Rachel Ward has about as much life, never mind 'fatale' in her as my granny (who's been six feet under , near 40 years now). Jeff Bridges and James Woods should have been a solid pairing on paper, but maybe it's the whole environment, or the direction. Or both. It just splutters, instead of fizzling.
I'm sure there must be better 80s noir than this
domino harvey wrote: the January Man (Pat O'Connor 1989) A unique viewing experience in that this may be the world's first accidental film.
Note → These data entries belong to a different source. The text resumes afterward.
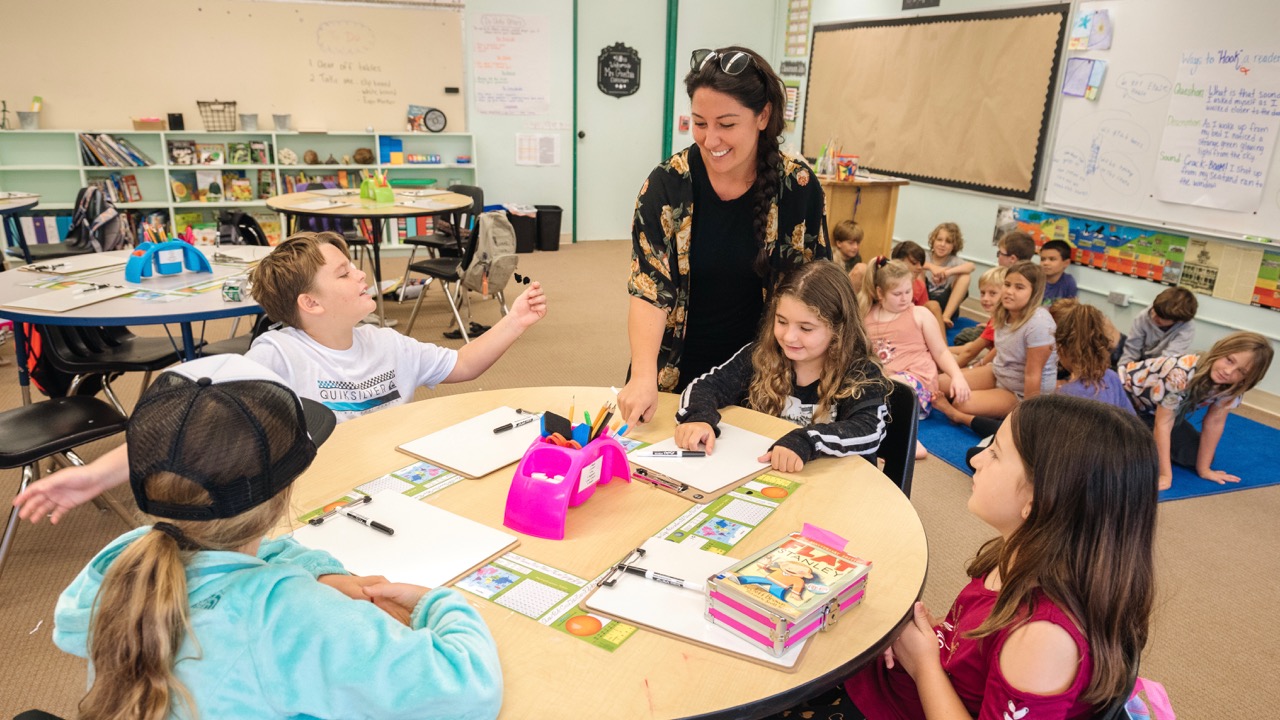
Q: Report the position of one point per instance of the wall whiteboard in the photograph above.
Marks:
(1106, 153)
(332, 67)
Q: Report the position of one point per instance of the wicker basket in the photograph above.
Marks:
(218, 115)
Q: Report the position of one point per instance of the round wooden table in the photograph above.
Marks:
(551, 674)
(351, 206)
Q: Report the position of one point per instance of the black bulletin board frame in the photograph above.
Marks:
(1061, 9)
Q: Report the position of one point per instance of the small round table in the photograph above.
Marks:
(549, 674)
(320, 204)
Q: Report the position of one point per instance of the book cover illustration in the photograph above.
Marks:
(260, 151)
(182, 151)
(211, 153)
(795, 575)
(238, 154)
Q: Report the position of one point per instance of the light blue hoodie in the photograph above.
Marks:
(269, 641)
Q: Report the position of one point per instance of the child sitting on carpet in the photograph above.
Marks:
(1056, 614)
(1166, 390)
(913, 255)
(905, 337)
(1084, 351)
(946, 273)
(970, 342)
(810, 364)
(1025, 364)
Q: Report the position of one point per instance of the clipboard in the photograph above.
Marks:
(703, 479)
(71, 297)
(432, 547)
(679, 613)
(471, 449)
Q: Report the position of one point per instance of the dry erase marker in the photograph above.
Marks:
(661, 578)
(516, 424)
(366, 522)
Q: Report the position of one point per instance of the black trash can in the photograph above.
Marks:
(548, 226)
(526, 231)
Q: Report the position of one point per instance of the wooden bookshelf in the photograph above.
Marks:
(49, 163)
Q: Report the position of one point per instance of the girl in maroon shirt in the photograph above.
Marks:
(1056, 614)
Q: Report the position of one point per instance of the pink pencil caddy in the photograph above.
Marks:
(551, 479)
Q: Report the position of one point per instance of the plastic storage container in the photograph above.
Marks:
(548, 226)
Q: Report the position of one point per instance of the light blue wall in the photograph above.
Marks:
(922, 206)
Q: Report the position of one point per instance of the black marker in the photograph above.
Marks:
(366, 522)
(516, 424)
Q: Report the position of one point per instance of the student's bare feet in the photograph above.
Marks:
(955, 415)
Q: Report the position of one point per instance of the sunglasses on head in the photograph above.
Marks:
(731, 63)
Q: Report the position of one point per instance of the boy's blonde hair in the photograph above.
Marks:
(846, 231)
(881, 274)
(1034, 276)
(992, 277)
(1176, 304)
(288, 272)
(954, 231)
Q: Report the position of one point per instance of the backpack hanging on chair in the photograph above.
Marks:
(494, 258)
(96, 223)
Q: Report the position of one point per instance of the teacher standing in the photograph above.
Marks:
(699, 279)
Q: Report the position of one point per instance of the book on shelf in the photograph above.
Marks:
(242, 190)
(265, 185)
(182, 151)
(210, 153)
(260, 151)
(270, 224)
(238, 154)
(209, 186)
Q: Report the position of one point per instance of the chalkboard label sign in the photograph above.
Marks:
(618, 71)
(791, 68)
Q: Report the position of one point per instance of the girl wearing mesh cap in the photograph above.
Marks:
(200, 615)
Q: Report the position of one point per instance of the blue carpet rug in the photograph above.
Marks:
(1239, 454)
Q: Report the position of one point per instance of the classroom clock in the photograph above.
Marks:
(434, 121)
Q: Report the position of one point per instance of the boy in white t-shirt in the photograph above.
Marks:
(310, 285)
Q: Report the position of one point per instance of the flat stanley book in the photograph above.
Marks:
(794, 575)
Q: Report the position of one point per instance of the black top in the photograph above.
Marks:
(856, 425)
(727, 299)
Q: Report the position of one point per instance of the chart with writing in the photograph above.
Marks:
(1220, 130)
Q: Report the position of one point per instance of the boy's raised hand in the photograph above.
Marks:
(530, 306)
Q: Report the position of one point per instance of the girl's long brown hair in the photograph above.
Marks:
(1087, 542)
(757, 87)
(1201, 387)
(141, 614)
(1083, 345)
(1034, 276)
(826, 290)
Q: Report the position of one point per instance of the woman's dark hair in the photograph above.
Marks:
(755, 87)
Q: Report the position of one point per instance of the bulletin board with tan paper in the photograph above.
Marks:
(337, 67)
(958, 100)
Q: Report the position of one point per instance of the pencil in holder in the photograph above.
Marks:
(551, 478)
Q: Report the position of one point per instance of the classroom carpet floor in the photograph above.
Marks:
(1216, 557)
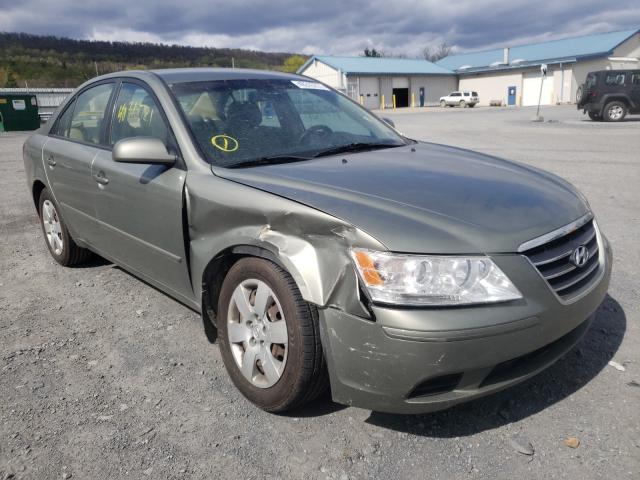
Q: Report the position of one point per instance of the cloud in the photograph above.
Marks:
(330, 26)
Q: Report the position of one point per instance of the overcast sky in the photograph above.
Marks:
(339, 27)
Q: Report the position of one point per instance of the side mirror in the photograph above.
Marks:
(388, 121)
(142, 150)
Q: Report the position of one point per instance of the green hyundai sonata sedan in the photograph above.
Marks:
(328, 250)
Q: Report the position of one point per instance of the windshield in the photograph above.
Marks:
(244, 122)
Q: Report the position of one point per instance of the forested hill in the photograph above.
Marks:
(48, 61)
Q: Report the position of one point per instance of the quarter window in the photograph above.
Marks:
(614, 79)
(64, 121)
(88, 114)
(136, 114)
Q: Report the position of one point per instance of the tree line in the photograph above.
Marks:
(432, 53)
(50, 61)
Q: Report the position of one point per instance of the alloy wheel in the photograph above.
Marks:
(257, 333)
(616, 112)
(52, 227)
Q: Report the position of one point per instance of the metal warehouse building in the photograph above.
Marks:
(512, 75)
(375, 82)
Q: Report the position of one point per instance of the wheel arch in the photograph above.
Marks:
(217, 268)
(616, 97)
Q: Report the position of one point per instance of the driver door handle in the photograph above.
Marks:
(101, 178)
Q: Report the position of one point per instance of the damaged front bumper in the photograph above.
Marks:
(422, 360)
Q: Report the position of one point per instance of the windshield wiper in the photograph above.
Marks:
(270, 160)
(355, 147)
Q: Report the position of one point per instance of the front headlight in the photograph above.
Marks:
(432, 280)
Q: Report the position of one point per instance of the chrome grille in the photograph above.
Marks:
(553, 260)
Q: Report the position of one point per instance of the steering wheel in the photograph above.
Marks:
(315, 132)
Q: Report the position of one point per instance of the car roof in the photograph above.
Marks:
(618, 70)
(183, 75)
(180, 75)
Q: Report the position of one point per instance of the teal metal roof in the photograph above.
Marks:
(379, 65)
(568, 49)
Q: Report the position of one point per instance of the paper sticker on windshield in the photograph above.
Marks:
(309, 85)
(225, 143)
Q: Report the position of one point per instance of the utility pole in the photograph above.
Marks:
(543, 75)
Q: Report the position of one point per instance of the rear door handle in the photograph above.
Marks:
(101, 178)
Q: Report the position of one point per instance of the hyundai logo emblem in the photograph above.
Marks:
(580, 256)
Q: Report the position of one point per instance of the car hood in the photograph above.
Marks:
(425, 197)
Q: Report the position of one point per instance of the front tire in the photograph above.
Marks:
(615, 111)
(269, 337)
(59, 242)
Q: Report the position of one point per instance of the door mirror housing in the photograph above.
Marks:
(142, 150)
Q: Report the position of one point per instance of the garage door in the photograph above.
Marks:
(531, 90)
(369, 90)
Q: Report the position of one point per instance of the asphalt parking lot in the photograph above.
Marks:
(102, 376)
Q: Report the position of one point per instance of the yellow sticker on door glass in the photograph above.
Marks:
(225, 143)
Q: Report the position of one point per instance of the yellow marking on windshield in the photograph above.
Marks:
(225, 143)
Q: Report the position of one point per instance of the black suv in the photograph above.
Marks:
(610, 94)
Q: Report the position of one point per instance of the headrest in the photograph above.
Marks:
(244, 114)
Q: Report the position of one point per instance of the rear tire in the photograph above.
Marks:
(300, 364)
(59, 242)
(615, 111)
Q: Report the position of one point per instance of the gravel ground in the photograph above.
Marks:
(102, 376)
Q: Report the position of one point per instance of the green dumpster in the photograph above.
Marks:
(18, 112)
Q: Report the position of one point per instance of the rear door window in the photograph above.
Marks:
(89, 112)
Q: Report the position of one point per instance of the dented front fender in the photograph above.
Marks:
(311, 245)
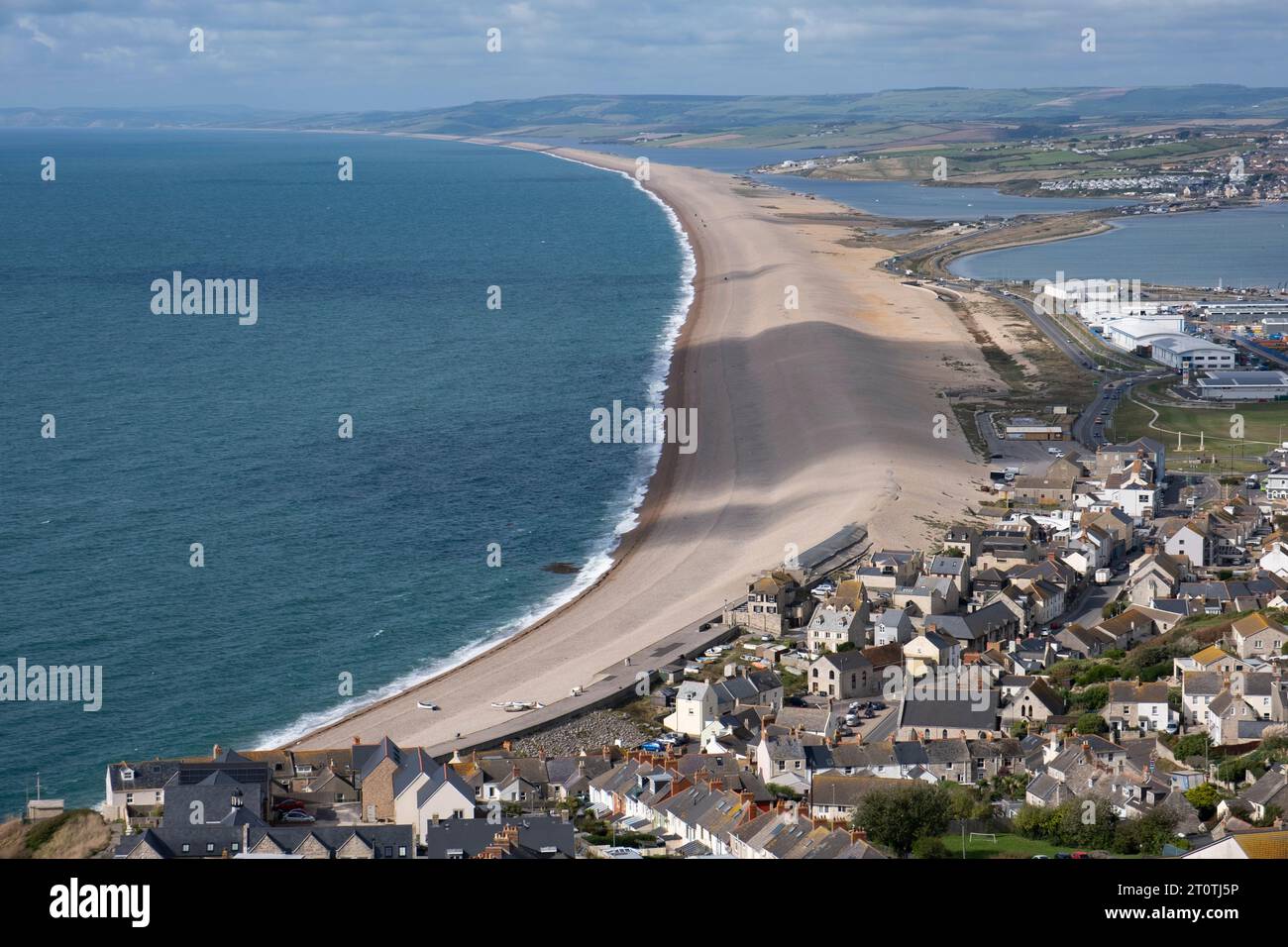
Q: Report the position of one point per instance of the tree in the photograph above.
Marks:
(1192, 745)
(898, 815)
(1091, 723)
(930, 847)
(1205, 797)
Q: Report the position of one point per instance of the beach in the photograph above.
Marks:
(809, 419)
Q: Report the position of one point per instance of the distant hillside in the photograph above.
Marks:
(696, 115)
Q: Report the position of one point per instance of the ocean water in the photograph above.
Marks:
(323, 557)
(896, 198)
(1239, 247)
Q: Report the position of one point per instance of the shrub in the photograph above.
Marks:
(928, 847)
(1091, 723)
(898, 815)
(1205, 797)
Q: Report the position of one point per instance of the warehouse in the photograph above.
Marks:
(1186, 354)
(1241, 385)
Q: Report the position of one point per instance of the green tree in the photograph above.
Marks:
(930, 847)
(1205, 797)
(1091, 723)
(898, 815)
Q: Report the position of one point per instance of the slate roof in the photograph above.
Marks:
(469, 836)
(949, 712)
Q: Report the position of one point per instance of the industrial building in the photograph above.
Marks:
(1186, 354)
(1241, 385)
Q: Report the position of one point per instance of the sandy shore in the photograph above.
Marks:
(807, 419)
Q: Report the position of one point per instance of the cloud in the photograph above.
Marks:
(29, 24)
(334, 54)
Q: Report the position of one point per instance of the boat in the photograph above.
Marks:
(516, 706)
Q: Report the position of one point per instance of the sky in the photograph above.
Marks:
(322, 55)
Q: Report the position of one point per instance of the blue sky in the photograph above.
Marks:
(334, 55)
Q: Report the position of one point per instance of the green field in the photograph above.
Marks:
(1263, 427)
(1006, 844)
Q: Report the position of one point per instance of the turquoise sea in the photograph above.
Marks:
(1233, 248)
(322, 557)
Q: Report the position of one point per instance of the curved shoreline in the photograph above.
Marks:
(791, 451)
(655, 484)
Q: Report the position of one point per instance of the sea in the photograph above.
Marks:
(179, 505)
(1229, 248)
(893, 198)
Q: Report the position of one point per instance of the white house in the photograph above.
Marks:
(1275, 558)
(695, 707)
(893, 626)
(432, 796)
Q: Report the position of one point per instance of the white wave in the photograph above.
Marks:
(597, 562)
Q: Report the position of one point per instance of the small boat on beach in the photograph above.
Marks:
(516, 706)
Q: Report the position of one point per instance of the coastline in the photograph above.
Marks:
(390, 714)
(642, 510)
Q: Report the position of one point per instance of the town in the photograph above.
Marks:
(1094, 651)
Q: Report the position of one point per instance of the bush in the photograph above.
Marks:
(1090, 698)
(1205, 797)
(1192, 745)
(1096, 674)
(898, 815)
(928, 847)
(1091, 723)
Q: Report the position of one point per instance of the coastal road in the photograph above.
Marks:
(800, 434)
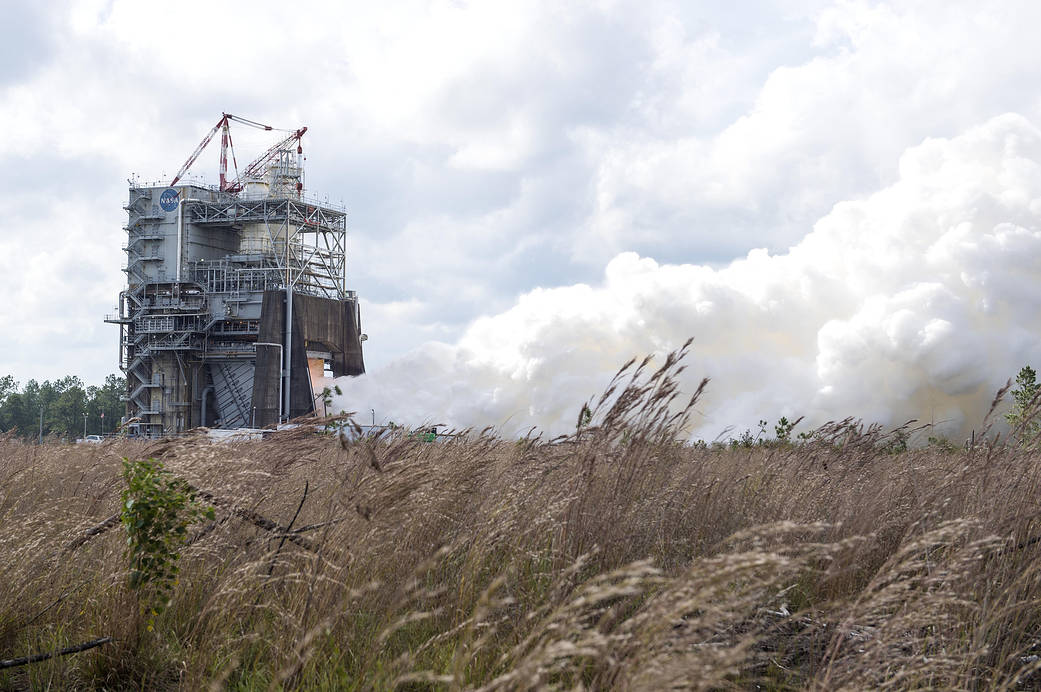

Like, all these well known actors and actresses just tripped and fell into a movie that has no idea what it is, what it's about, or why all these roles exist and interact with each other. Ostensibly this is a comedy about the hunt for a serial killer (Golly, are you laughing yet?) scripted, if that's the right word, by John Patrick Shanley coming right off Moonstruck, starring Kevin Kline as a former detective who years ago was forcibly transferred to the fire department (Huh?) by his brother, Harvey Keitel, and the mayor, Rod Steiger, breaking up his romance with Keitel's wife Susan Sarandon (whose casting and character here are at the top of the question mark pile, since it's an especially useless role in a film filled with 'em) until his presence is required back at the department as for some reason he's the only one who can solve the serial killer's three-level deep pattern of murder. Kline is assisted in this by his painter friend Alan Rickman and the mayor's daughter, Mary Elizabeth Mastrantonio, and cursed by his reluctant police chief, Danny Aiello. As you can tell from just those couple of sentences, there are too many characters here, and even with such talent filling the slots, the whole affair is doomed. If any aspect of this mess sounds like it might be at least a fun mess, you're reading my words wrong. This thing is the worst kind of indulgent mess, one that never makes any sense from one moment to the next, and the labored super-arch tone and disconnect from moment to moment is impressive for all the wrong reasons. The January Man is however a great worst case scenario of what often happens immediately after someone wins an Oscar and they finally get to produce their otherwise unfilmable pet project.
The only Pat O'Connor film I've seen is the beautiful, small-scale work for TV, 'Ballroom of Romance'. I was put off checking this out by the universal panning it received.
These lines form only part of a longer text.